Il a fallu une demi-douzaine de déplacements du secrétaire d’Etat américain John Kerry dans la région pour aboutir à... quoi exactement ? On ne le sait pas vraiment, dans la mesure où la base des négociations qui se sont engagées lundi 29 juillet au soir n’est pas connue. Seule certitude, le gouvernement israélien a pris la décision de libérer une centaine de prisonniers (sur l’identité de ces prisonniers, lire Amira Hass, « Who are the 104 Palestinian prisoners Israel will free for peace talks ? », Haaretz, 29 juillet).

Les frontières de 1967 serviront-elles de base aux négociations ? La colonisation cessera-t-elle (elle n’a cessé à aucun moment depuis Oslo, même pas quand Israël avait annoncé son gel) ? A qui seront attribuées les sources d’eau en Cisjordanie ? Que deviendront les réfugiés palestiniens ? Autant de questions sans réponse, et pour cause.

Quoi que l’on pense de l’Autorité palestinienne, celle-ci ne peut accepter une paix qui ne prenne pas en compte le minimum des revendications palestiniennes. Or celles-ci sont inacceptables, non seulement pour la droite israélienne la plus extrême, mais aussi pour Benyamin Netanyahou — pourtant présenté par certains comme l’homme qui pourrait signer la paix — et même, il faut le reconnaître, pour la majorité des politiques.

Alors pourquoi les négociations reprennent-elles ? Essentiellement parce que Washington pense qu’elles sont conformes à ses intérêts stratégiques, d’où les fortes pressions exercées sur les deux parties. Comme l’écrit Daniel Levy, « une paix durable israélo-palestinienne est dans l’intérêt national des Etats-Unis, comme en ont témoigné clairement chaque commandant de l’US Centcom [commandement central américain pour le Proche-Orient] depuis le 11-Septembre ». Ceux-ci, qui ont dirigé les troupes américaines en Irak et en Afghanistan, reconnaissaient que si de nombreux djihadistes se battent contre les Etats-Unis, c’est d’abord au nom de la cause palestinienne.
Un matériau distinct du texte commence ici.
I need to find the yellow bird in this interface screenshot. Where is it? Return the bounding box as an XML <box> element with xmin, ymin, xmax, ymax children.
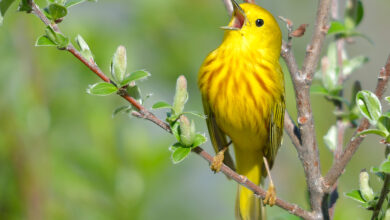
<box><xmin>198</xmin><ymin>0</ymin><xmax>285</xmax><ymax>220</ymax></box>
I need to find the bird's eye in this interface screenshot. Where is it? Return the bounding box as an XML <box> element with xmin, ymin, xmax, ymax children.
<box><xmin>256</xmin><ymin>19</ymin><xmax>264</xmax><ymax>27</ymax></box>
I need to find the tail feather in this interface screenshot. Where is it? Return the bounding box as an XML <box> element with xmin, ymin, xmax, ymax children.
<box><xmin>236</xmin><ymin>185</ymin><xmax>266</xmax><ymax>220</ymax></box>
<box><xmin>235</xmin><ymin>148</ymin><xmax>266</xmax><ymax>220</ymax></box>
Mais cette conviction n’amènera pas un changement fondamental de la stratégie de Washington, qui est de considérer, en préalable, que les demandes israéliennes (notamment en termes de sécurité) sont la plupart du temps justifiées.

Netanyahou l’a déclaré, « reprendre les négociations de paix avec les Palestiniens est dans l’intérêt stratégique d’Israël » [1]. Vous avez bien lu : ce sont les négociations (sans fin) avec les Palestiniens qui sont dans l’intérêt stratégique d’Israël, pas la paix.
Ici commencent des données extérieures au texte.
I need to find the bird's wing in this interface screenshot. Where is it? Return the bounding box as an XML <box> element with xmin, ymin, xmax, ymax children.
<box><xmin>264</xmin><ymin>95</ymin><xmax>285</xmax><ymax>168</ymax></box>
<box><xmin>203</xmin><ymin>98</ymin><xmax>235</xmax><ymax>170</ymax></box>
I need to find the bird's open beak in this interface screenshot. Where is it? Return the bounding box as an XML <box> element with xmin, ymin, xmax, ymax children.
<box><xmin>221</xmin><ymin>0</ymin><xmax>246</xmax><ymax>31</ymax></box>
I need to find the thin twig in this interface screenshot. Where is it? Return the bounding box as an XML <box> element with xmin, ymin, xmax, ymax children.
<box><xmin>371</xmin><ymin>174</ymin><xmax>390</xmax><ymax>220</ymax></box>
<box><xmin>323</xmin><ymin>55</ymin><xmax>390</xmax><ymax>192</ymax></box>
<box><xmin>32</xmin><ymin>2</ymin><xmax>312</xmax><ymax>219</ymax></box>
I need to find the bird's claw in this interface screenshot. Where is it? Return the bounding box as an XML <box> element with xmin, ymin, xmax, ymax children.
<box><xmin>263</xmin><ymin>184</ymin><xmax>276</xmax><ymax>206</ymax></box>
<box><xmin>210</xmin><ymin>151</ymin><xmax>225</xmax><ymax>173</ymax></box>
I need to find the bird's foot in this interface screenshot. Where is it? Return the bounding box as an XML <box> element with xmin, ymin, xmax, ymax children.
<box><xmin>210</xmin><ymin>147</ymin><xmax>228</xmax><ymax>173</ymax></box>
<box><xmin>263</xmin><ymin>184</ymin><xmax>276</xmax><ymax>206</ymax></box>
Un dernier mot pour signaler la décision de l’Union européenne d’exclure les territoires occupés de sa coopération avec Israël [2]. Bien que l’on puisse s’étonner qu’il ait fallu quarante et quelques années pour que l’Union prenne une telle décision, on ne peut que s’en féliciter. Car seule une énorme pression sur Israël amènera ce pays à reconnaître la légalité internationale. On comprend que Shimon Peres, l’homme qui a endossé, depuis les années 1950, toutes les politiques agressives israéliennes (mais qui jouit en Occident d’une image usurpée d’homme de paix), s’inquiète, et appelle l’Union à faire preuve de retenue dans sa politique [3].

Notes

[1] Lire Barak Ravid, « Netanyahu : Resuming peace talks with Palestinians is a strategic interest for Israel », Haaretz, 20 juillet 2013.
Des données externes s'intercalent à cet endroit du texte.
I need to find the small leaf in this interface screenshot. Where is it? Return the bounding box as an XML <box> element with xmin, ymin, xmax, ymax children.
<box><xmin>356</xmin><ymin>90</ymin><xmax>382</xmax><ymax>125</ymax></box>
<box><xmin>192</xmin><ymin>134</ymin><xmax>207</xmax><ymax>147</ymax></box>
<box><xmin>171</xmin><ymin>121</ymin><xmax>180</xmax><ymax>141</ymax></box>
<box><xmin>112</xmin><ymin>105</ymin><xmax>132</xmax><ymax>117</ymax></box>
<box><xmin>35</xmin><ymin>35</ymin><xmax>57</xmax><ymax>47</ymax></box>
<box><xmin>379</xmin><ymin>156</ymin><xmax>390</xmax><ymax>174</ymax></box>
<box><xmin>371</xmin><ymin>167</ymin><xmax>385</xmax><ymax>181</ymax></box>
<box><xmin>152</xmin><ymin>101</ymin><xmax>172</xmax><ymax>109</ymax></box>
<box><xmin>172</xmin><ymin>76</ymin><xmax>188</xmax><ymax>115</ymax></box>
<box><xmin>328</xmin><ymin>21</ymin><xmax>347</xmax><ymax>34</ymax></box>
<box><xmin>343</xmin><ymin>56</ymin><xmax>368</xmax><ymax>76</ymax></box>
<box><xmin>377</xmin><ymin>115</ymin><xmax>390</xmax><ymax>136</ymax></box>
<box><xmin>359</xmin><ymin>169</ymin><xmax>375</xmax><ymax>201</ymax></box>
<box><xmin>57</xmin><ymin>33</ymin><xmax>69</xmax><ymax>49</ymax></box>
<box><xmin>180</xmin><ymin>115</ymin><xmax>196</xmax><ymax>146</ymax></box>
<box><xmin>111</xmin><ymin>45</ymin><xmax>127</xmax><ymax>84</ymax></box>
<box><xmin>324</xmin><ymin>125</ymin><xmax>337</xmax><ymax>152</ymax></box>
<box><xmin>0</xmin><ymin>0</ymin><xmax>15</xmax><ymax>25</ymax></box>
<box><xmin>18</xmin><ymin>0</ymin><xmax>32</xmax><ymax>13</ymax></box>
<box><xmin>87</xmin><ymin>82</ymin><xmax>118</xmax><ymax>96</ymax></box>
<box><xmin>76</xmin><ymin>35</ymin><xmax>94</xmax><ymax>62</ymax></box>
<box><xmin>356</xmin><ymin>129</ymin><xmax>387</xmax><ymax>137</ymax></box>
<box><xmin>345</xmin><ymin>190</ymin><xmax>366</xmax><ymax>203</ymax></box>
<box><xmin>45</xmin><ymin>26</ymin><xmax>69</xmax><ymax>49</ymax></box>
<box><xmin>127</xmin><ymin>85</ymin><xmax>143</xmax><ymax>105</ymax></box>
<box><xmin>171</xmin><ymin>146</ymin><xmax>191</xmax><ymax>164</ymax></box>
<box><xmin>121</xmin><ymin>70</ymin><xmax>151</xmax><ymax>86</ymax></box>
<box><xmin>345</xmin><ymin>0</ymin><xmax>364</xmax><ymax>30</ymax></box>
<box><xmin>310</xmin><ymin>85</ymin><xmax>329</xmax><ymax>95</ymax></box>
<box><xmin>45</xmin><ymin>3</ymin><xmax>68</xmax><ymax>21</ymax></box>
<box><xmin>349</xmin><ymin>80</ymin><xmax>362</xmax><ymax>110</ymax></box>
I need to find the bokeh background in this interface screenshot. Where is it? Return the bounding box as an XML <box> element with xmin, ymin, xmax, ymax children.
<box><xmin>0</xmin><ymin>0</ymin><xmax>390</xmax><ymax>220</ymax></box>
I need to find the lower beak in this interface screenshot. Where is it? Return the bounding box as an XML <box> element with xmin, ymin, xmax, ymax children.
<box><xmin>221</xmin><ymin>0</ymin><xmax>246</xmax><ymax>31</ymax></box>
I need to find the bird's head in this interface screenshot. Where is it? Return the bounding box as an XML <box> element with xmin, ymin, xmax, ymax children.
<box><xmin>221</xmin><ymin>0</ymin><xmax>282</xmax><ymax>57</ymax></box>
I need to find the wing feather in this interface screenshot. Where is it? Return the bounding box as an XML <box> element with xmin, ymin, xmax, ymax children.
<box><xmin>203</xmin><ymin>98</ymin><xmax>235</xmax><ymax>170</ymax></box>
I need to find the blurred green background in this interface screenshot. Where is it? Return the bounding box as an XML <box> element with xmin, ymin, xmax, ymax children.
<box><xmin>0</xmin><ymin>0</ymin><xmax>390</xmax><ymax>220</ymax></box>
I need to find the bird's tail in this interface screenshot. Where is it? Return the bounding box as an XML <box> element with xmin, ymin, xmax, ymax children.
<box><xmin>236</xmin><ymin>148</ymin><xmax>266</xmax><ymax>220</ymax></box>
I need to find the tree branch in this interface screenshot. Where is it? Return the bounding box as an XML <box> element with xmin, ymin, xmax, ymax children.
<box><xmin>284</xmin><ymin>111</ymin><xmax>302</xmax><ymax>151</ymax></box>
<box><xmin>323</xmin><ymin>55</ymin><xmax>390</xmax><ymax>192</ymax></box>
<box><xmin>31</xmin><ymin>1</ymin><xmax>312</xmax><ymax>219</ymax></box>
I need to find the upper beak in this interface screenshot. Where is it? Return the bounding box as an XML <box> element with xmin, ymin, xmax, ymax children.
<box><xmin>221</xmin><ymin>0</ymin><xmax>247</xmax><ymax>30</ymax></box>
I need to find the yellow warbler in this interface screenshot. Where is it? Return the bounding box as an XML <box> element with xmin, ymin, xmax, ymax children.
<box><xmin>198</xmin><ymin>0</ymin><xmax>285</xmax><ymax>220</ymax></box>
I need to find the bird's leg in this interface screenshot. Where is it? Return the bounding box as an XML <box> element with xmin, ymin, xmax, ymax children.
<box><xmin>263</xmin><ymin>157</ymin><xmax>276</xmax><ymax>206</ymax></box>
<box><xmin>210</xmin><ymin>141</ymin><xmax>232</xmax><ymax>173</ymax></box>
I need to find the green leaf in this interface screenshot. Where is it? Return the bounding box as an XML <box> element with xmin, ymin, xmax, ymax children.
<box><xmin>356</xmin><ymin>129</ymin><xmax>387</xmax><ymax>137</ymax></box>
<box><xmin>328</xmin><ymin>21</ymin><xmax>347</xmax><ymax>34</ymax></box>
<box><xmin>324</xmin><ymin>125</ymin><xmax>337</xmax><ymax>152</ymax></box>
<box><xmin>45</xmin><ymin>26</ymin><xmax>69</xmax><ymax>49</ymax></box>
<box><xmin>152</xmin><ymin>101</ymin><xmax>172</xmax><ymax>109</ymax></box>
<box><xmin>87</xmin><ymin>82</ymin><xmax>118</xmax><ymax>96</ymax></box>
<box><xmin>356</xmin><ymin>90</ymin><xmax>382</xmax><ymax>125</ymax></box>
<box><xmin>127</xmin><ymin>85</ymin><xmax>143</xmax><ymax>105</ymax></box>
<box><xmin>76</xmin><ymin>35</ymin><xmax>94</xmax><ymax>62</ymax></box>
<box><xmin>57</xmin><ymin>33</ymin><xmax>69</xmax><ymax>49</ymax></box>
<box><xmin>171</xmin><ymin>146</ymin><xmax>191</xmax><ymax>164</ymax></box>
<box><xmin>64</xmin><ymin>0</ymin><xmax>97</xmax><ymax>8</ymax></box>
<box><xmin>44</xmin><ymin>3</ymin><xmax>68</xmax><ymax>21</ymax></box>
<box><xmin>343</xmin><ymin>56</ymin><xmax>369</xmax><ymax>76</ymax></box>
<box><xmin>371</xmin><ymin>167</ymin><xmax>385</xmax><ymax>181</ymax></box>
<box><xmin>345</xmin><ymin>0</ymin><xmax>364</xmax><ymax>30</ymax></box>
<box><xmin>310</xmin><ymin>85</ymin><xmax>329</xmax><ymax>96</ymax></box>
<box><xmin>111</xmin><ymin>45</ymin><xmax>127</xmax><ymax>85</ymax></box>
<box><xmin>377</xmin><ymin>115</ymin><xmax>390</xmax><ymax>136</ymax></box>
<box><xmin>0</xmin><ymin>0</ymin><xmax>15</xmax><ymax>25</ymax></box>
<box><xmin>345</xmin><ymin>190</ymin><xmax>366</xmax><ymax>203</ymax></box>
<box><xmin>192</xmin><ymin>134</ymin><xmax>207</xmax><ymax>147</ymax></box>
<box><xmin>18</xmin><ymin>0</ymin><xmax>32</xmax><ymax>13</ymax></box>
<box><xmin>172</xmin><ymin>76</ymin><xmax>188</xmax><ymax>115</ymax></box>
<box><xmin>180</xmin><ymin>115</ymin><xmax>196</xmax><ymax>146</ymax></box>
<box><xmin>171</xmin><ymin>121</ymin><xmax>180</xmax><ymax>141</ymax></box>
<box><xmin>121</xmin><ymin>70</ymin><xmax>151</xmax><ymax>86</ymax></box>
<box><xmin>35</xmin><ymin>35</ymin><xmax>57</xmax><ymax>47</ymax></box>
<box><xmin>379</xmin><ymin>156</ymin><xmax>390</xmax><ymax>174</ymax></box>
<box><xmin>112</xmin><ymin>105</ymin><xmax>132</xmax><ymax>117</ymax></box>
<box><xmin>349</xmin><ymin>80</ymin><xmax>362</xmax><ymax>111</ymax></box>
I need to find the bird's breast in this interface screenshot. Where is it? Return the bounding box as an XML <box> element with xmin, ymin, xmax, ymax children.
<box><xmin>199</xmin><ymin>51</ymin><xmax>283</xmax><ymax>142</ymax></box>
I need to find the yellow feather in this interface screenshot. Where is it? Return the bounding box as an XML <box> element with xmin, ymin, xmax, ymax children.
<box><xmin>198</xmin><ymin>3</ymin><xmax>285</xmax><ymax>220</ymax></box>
[2] Lire Barak Ravid, « How the EU caught Israel off guard with its new settlement guidelines », Haaretz, 17 juillet 2013.

[3] Lire Greer Fay Cashman, « Peres asks EU to ’exercise restraint’ and allow peace process to develop », Jerusalem Post, 29 juillet 2013.

Alain Gresh

Spécialiste du Proche-Orient, il est l’auteur de plusieurs ouvrages, dont De quoi la Palestine est-elle le nom ? (Les Liens qui libèrent, 2010) et Un chant d’amour. Israël-Palestine, une histoire française, avec Hélène Aldeguer (La Découverte, 2017).